Obvious Child, which opens on June 6, stars Jenny Slate as Donna, an aspiring standup who quickly finds herself single, broke and with child. We talked with director Gillian Robespierre, who lives in Greenpoint.
This was originally a short film. What made you decide to make it into a feature, and how did you go about it?
It was kind of seamless. We had an urgent desire to tell this story in this way, so when publications like Bust and Jezebel and Feministing started writing articles about it, and putting the Vimeo link in those articles, it just got bigger and bigger. I would read through the comments and get really excited about the conversations that these men and women—mostly women, but there were dudes there, too—were having, and it was really encouraging.

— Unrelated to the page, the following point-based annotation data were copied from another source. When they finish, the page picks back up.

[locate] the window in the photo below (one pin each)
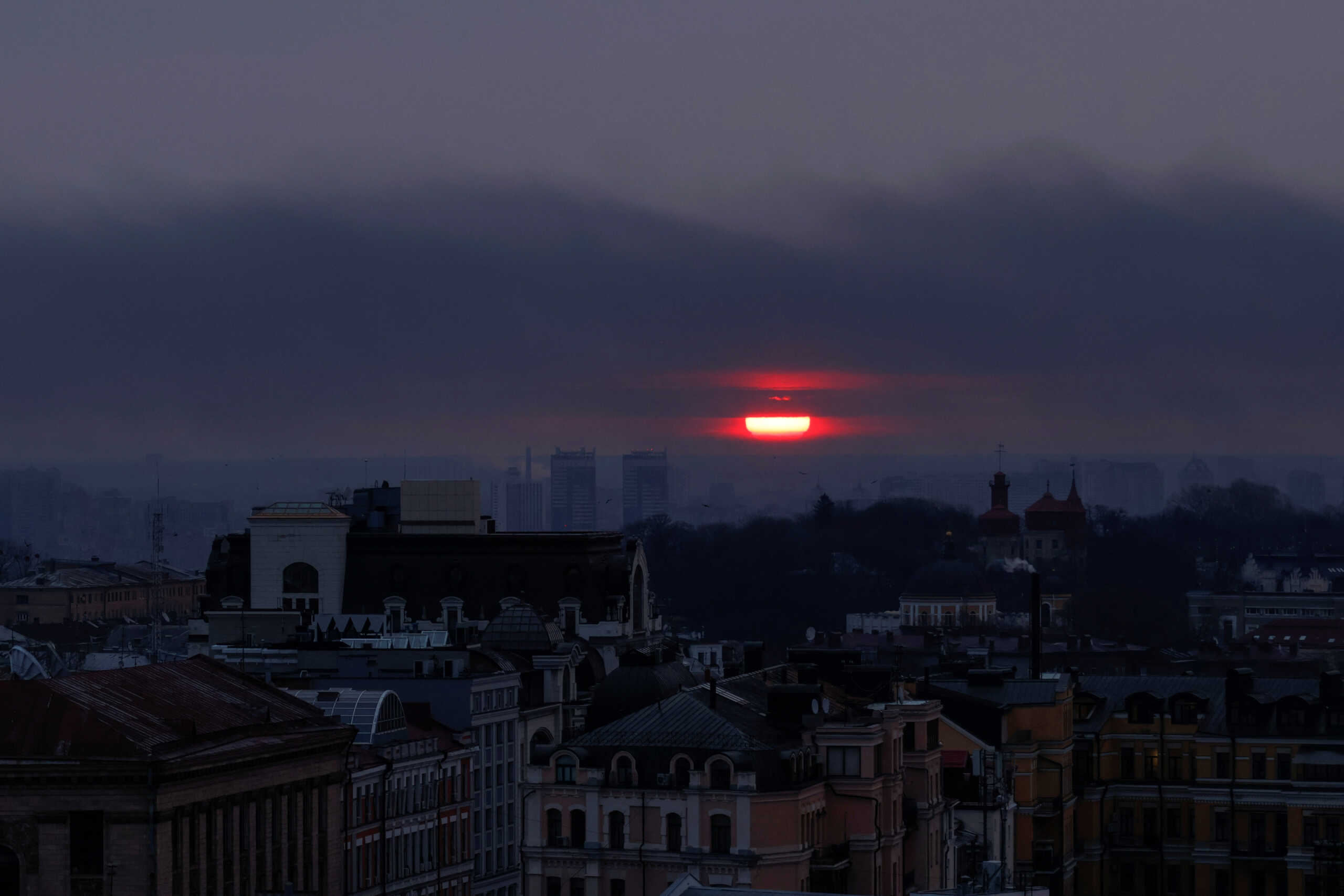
(721, 835)
(843, 762)
(299, 578)
(553, 828)
(87, 842)
(579, 827)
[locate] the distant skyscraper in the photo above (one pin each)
(523, 501)
(644, 486)
(1307, 489)
(1195, 473)
(1136, 488)
(574, 491)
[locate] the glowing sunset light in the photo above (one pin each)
(779, 425)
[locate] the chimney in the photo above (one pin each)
(1240, 683)
(1035, 625)
(788, 704)
(1332, 688)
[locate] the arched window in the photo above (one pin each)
(674, 833)
(721, 835)
(299, 578)
(539, 739)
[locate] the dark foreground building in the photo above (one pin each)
(169, 779)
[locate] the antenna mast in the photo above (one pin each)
(156, 555)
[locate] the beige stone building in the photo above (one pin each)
(167, 779)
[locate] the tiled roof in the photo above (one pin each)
(299, 510)
(139, 711)
(678, 722)
(1115, 690)
(1011, 692)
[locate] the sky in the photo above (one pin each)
(443, 227)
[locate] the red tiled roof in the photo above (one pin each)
(954, 758)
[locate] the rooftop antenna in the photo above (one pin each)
(156, 555)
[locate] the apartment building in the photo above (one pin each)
(1030, 724)
(1198, 785)
(769, 779)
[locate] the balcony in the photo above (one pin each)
(1328, 858)
(831, 859)
(1258, 849)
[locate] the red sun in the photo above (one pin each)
(779, 426)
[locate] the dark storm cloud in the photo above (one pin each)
(1038, 300)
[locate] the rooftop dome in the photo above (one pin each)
(948, 578)
(521, 628)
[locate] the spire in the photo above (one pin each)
(1073, 492)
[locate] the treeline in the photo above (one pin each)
(771, 578)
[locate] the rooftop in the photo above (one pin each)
(147, 711)
(299, 510)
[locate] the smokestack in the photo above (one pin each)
(1035, 625)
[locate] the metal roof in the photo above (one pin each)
(377, 715)
(678, 722)
(143, 710)
(521, 628)
(307, 510)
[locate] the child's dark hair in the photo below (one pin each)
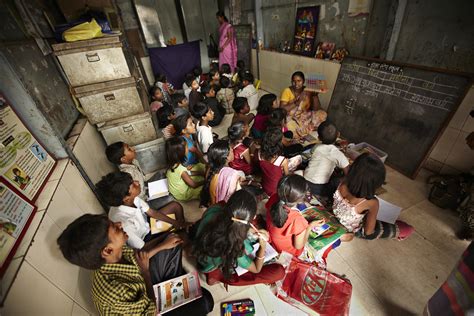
(189, 78)
(206, 88)
(163, 114)
(177, 98)
(265, 104)
(327, 132)
(217, 158)
(224, 81)
(271, 143)
(291, 189)
(225, 69)
(115, 152)
(160, 78)
(200, 110)
(223, 237)
(197, 71)
(83, 240)
(175, 151)
(180, 123)
(247, 76)
(365, 176)
(152, 92)
(277, 117)
(238, 104)
(114, 187)
(235, 132)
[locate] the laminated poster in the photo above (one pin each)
(16, 213)
(24, 163)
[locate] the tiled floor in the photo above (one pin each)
(389, 277)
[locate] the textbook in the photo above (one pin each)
(157, 226)
(157, 189)
(270, 253)
(177, 292)
(335, 230)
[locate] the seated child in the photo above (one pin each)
(291, 146)
(209, 96)
(180, 104)
(123, 277)
(356, 206)
(324, 158)
(123, 156)
(242, 109)
(121, 193)
(242, 159)
(221, 244)
(204, 114)
(157, 98)
(248, 90)
(165, 86)
(184, 183)
(289, 230)
(221, 181)
(165, 115)
(225, 95)
(226, 71)
(184, 127)
(272, 163)
(265, 106)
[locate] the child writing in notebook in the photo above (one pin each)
(184, 183)
(356, 206)
(121, 193)
(289, 231)
(242, 159)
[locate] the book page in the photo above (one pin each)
(157, 189)
(178, 291)
(270, 253)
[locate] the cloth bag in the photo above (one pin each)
(318, 289)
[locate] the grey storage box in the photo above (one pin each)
(151, 155)
(92, 61)
(133, 130)
(109, 100)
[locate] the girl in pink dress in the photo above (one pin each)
(227, 42)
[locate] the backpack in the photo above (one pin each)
(448, 191)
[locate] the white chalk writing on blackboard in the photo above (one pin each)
(398, 85)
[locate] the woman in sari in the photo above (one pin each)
(227, 42)
(303, 107)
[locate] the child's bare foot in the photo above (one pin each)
(347, 237)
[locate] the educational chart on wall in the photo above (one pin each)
(16, 213)
(306, 25)
(24, 163)
(401, 109)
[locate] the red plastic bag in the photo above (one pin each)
(318, 289)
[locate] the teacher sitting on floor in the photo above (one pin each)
(303, 107)
(227, 42)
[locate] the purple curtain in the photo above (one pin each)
(175, 61)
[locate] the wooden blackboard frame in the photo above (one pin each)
(468, 76)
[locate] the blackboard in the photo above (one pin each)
(400, 109)
(243, 36)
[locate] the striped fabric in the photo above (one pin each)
(456, 295)
(119, 288)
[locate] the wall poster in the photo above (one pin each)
(306, 25)
(24, 163)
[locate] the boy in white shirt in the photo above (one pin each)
(325, 158)
(248, 91)
(204, 114)
(121, 193)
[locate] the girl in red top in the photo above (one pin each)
(242, 159)
(288, 229)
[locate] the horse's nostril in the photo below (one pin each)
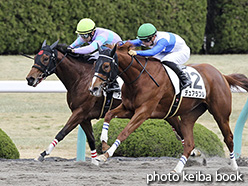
(95, 89)
(30, 80)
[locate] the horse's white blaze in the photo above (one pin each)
(93, 81)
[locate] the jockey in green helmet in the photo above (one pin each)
(94, 36)
(168, 47)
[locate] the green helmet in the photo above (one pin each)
(146, 30)
(85, 26)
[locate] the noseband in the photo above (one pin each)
(51, 67)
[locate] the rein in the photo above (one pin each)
(144, 69)
(45, 69)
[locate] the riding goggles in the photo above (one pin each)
(85, 36)
(146, 40)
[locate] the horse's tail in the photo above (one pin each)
(237, 82)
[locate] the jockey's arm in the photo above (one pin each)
(77, 43)
(92, 47)
(159, 47)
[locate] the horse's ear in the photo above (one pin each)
(113, 51)
(54, 44)
(99, 48)
(44, 43)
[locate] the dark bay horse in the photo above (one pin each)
(143, 99)
(76, 75)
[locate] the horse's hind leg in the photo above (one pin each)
(221, 113)
(187, 125)
(87, 127)
(118, 112)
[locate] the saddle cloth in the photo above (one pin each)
(196, 90)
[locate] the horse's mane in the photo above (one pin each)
(79, 57)
(127, 46)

And it inspired me to make it a bigger thing because not too many people really watch shorts.
All of the actors in the film have a really great rapport. Was it mostly improvised, or did you do a lot of rehearsals?
I think it’s really flattering when people ask, because it says a lot about the actors, who are taking words and making them seem natural. There was a script, including Donna’s standup, but the way those scenes were done was a lot looser. I did not make Jenny stay on point—I’m not a standup, I’m just a fan, and I have been since I was little because my parents were. I’m just someone who studies it from the peripheral. Jenny knew the beats she had to hit and the places she had to go, and she really went there on her own. Some of it was taken from the page, and some of it was taken from being in the moment, which is why you feel like you’re really in a comedy club, watching somebody perform rather than an actor saying lines they’ve said 45 times in a row. I would love to give a shout out to Casey Brooks, the editor of Obvious Child, because we had a lot of options for the standup, and for the whole film really, and he helped us make it work.
She’s also good at faltering onstage: when she messes up a joke, it seems painfully real. This is a film about many different women’s real-life experiences. Can you talk about how you approached Donna’s character?
We approached all of the characters and their backstories—and “future stories”—as straightforwardly as possible. There’s no reason for us to explain when or why Gabe Liebeman’s character came out of the closet. It’s just a slice of life in Donna’s world. There’s no fat to the story—we just wanted the audience to be a fly on the wall of this woman’s life and be entertained by it and not worry about all the sort of setups that tend to be kind of boring.
Everything is just a given: even though she’s aimless or struggling in certain ways, she has a great rapport with her parents.
Yeah, I like that—it’s just a given.